Glass Made of Element 52, Tellurium, Is a Surprising Semiconductor
Scientists have successfully transformed glass made from tellurium (element 52) into a light-powered semiconductor.
- Tellurite glass was exposed to ultrafast pulses of high-energy laser light.
- Minuscule crystals of tellurium and tellurium oxide, both semiconducting materials, were created within the glass.
Researchers have successfully transformed tellurite (element 52) glass into a light-powered semiconductor using a femtosecond laser.
Published in the journal Physical Review Applied, the research detailed how they used tellurite glass, which contains tellurium, and subjected it to ultrafast pulses of high-energy laser light.
Tellurium is rare and expensive. So, despite its very attractive properties, element 52’s use cases are very limited. Outside its niche uses, however, you can find it in some advanced dental imaging systems.
The researchers from the École Polytechnique Fédérale de Lausanne (EPFL) and Tokyo Institute of Technology exposed the glass to a femtosecond laser, the same used in certain eye surgeries (Cataract and Lasik). As a result, they found that minuscule crystals of tellurium and tellurium oxide were created, precisely where the light made contact.
Both the tellurium and its oxide are semiconducting materials. In other words, the tellurite glass could generate electricity when exposed to daylight and remained stable for months without degradation.
Yves Bellouard, head of EPFL’s Galatea Laboratory, expressed excitement about the discovery and its potential applications. “An interesting twist to the technique is that no additional materials are needed in the process.

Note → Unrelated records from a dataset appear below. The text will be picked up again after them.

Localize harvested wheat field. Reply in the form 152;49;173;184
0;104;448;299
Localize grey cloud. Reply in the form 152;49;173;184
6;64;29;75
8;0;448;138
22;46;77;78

All you need is tellurite glass and a femtosecond laser to make an active photoconductive material,” he explained.
While the technology is, admittedly, still in its infancy, it’s very promising. Eventually, they will scale it to a more practical size. Once that’s done, the possibilities are endless.
Smart windows that can generate electricity are one of the most useful and ingenious ideas. Picture this, instead of bulky solar panels on your roof, you get nice clean windows. A skyscraper whose exterior is mostly glass, like Burj Khalifa, could generate enough power to keep itself going. Combine that with the carbon-cement supercapacitor, and these massive constructions could be self-efficient.
Another use for these windows could be for electrical vehicles (EVs). These cars rely on electricity to function, obviously. But what if instead of going to a “gas” station, we just park it in the sun? You get some vitamin D, and it charges. Or better yet, on a long trip, the sun powers it as you drive. Although the latter may not be so smart considering the sun is nowhere to be seen for the better portion of the day.
Basically, you can easily integrate this anywhere that has windows, is exposed to the sun, and needs to have electricity.